Untuk mengantisipasi perubahan pada ”pensiun dini” PLTU tersebut, menurut Widhyawan, pemerintah perlu memperhatikan konteks sosial ekonomi, terutama menyangkut para pekerja di industri batubara. Cara yang bisa dilakukan pemerintah adalah memberikan pendampingan dan insentif pada mereka yang terdampak.
”Selain menjadi tantangan, ini menjadi peluang. Pemerintah perlu memfasilitasi para pekerja ini untuk beralih kecakapan agar bisa menangani sektor energi bersih,” ujarnya.
Upaya pemerintah
Koordinator Ketenagalistrikan Direktorat Ketenagalistrikan, Telekomunikasi, dan Informatika Bappenas Yusuf Suryanto mengatakan, ada dua kunci untuk mewujudkan Visi Indonesia 2045. Salah satunya meningkatkan pertumbuhan ekonomi sebesar 6 persen selama 2022-2045. Namun, pertumbuhan ekonomi triwulan II-2022 baru mencapai 5,44 persen.
Meski demikian, Yusuf optimistis target tersebut tercapai. Strateginya dengan melakukan transformasi ekonomi melalui ekonomi hijau. Di dalam ekonomi hijau ada proses transisi energi. ”Transisi energi dengan transisi listrik Indonesia, antara lain, dengan dekarbonisasi, perluasan elektrifikasi kendaraan listrik, reformasi kebijakan tarif dan harga, efisiensi energi, dan lokalisasi teknologi,” ucapnya.
Rencana-rencana itu akan dimasukkan dalam Rencana Pembangunan Jangka Panjang Nasional 2025-2045 dan Rencana Pembangunaan Jangka Menengah Nasional 2025-2030.

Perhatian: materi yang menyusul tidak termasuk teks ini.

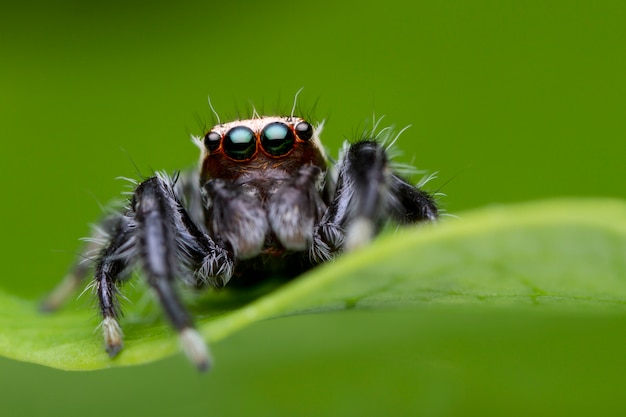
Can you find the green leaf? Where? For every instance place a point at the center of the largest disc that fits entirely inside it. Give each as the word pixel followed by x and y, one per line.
pixel 565 254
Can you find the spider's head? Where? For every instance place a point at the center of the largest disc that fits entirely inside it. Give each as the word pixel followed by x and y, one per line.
pixel 277 143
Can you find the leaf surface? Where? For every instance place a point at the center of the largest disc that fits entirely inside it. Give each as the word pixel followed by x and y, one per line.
pixel 568 254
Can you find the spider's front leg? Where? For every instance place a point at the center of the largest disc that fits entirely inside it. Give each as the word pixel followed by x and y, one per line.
pixel 159 233
pixel 367 193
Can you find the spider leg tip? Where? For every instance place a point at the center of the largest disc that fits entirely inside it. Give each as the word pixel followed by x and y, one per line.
pixel 112 336
pixel 196 349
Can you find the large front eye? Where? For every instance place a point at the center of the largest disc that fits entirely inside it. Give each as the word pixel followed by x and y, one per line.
pixel 277 139
pixel 212 141
pixel 239 143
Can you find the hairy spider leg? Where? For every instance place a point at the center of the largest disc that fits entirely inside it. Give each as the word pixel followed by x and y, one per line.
pixel 367 193
pixel 160 234
pixel 81 269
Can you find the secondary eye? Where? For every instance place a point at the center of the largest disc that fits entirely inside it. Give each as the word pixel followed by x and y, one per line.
pixel 239 143
pixel 212 140
pixel 304 130
pixel 277 139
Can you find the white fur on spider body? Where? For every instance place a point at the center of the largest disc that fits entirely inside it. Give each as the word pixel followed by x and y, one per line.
pixel 266 200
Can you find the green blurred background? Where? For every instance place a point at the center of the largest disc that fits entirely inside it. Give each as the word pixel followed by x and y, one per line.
pixel 508 101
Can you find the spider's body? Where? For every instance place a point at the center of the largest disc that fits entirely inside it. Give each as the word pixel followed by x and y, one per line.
pixel 265 200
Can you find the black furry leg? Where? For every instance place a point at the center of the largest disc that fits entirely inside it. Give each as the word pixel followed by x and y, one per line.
pixel 157 213
pixel 367 192
pixel 83 266
pixel 112 267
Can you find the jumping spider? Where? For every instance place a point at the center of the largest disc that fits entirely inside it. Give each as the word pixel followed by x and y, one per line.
pixel 266 200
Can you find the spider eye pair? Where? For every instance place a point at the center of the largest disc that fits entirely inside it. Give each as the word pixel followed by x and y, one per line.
pixel 277 139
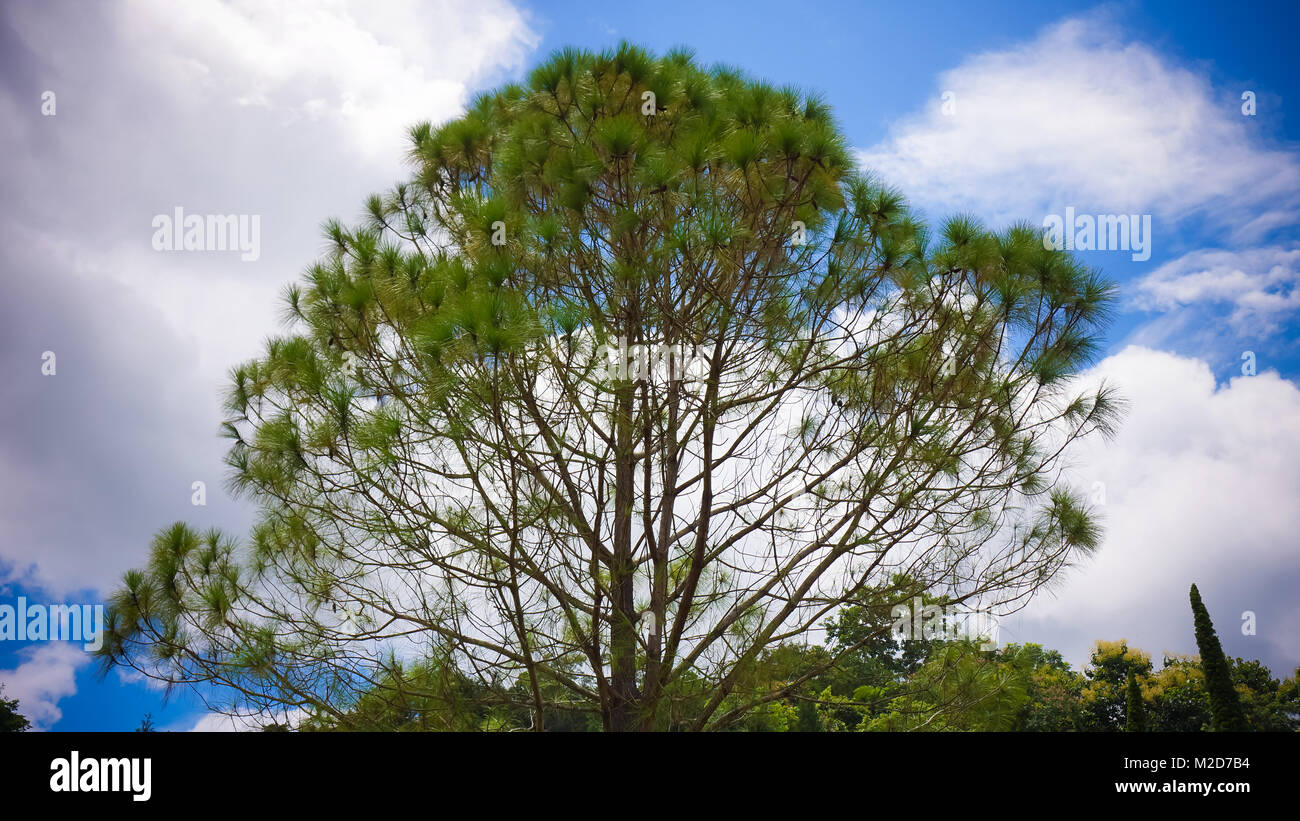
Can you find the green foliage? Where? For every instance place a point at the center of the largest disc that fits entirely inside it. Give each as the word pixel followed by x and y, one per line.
pixel 1226 713
pixel 1135 709
pixel 442 464
pixel 11 720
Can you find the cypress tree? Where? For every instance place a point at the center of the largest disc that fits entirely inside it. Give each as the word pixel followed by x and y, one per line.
pixel 1136 709
pixel 1226 713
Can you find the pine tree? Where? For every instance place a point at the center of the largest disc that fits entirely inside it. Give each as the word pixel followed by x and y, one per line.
pixel 1226 715
pixel 618 391
pixel 1136 709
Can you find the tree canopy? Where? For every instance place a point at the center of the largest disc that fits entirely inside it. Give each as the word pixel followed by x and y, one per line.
pixel 636 379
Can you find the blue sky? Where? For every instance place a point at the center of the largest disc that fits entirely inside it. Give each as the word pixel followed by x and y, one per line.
pixel 1126 108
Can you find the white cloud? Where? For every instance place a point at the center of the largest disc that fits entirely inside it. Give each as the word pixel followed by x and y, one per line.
pixel 1259 283
pixel 294 112
pixel 1082 117
pixel 220 722
pixel 373 68
pixel 1200 486
pixel 47 674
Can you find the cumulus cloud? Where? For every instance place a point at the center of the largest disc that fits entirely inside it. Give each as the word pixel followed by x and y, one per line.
pixel 368 66
pixel 1199 486
pixel 1080 116
pixel 47 673
pixel 293 112
pixel 1259 285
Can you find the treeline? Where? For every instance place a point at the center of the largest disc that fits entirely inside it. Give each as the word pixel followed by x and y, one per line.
pixel 867 677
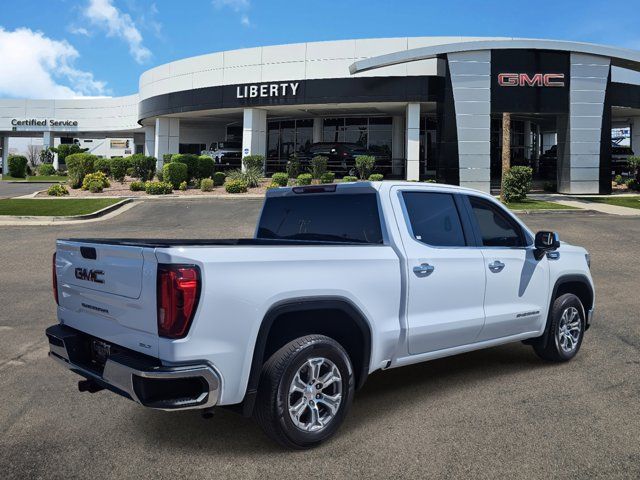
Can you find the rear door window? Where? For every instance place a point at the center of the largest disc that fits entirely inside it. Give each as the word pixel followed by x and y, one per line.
pixel 329 217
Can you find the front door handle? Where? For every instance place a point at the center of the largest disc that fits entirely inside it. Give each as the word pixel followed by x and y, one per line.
pixel 423 270
pixel 496 266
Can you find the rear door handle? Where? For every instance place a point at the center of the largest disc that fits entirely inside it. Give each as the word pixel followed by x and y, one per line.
pixel 496 266
pixel 423 270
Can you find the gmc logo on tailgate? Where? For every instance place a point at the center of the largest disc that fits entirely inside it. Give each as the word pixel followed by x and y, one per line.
pixel 536 80
pixel 89 275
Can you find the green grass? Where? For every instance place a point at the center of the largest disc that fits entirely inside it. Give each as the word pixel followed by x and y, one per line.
pixel 55 207
pixel 631 202
pixel 530 204
pixel 37 178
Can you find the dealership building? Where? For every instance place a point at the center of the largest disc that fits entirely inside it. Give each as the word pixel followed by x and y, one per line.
pixel 428 107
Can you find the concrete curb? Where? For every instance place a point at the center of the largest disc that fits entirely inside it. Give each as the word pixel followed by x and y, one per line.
pixel 102 214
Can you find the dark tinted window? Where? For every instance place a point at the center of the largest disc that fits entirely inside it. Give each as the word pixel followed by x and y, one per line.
pixel 323 217
pixel 434 219
pixel 496 228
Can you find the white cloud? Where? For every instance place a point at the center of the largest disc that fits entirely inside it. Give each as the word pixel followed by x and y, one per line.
pixel 103 14
pixel 238 6
pixel 35 66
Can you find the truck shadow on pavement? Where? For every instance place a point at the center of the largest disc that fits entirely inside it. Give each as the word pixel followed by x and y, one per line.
pixel 385 393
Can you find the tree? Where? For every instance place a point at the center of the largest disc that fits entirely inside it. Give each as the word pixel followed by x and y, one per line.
pixel 33 154
pixel 506 150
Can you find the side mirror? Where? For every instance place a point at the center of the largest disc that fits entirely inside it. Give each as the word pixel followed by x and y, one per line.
pixel 546 242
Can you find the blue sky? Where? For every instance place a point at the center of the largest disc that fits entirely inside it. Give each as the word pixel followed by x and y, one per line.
pixel 65 48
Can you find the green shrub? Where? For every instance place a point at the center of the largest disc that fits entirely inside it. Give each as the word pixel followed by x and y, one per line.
pixel 119 168
pixel 205 166
pixel 293 166
pixel 517 183
pixel 219 178
pixel 190 160
pixel 78 166
pixel 143 167
pixel 175 173
pixel 328 177
pixel 46 169
pixel 95 178
pixel 255 162
pixel 281 179
pixel 57 190
pixel 17 166
pixel 206 185
pixel 365 165
pixel 102 165
pixel 318 166
pixel 136 186
pixel 236 186
pixel 304 179
pixel 158 188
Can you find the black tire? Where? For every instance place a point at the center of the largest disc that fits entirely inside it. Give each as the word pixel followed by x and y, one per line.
pixel 273 400
pixel 550 346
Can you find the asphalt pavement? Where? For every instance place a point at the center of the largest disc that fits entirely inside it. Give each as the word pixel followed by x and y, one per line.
pixel 495 413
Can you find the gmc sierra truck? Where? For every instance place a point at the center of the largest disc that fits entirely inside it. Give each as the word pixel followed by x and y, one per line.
pixel 339 281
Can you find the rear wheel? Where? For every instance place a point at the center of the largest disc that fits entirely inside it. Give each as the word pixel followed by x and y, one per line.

Adapun Kementerian ESDM berpatokan kepada Peraturan Presiden (Perpres) Nomor 112 Tahun 2022 tentang Percepatan Energi Terbarukan untuk Penyediaan Tenaga Listrik. Dalam perpres tersebut terdapat ketentuan tentang dukungan pemerintah untuk badan usaha berupa insentif. Insentif diberikan dalam bentuk fiskal maupun non-fiskal. Selain itu, Kementerian ESDM juga akan menyiapkan tujuh regulasi turunan dari perpres tersebut.
”Empat regulasi berupa peraturan menteri yang di antaranya berupa harga pembelian listrik dari pembangkit listrik energi. Tiga regulasi sisanya berupa keputusan menteri,” ujar Andriah.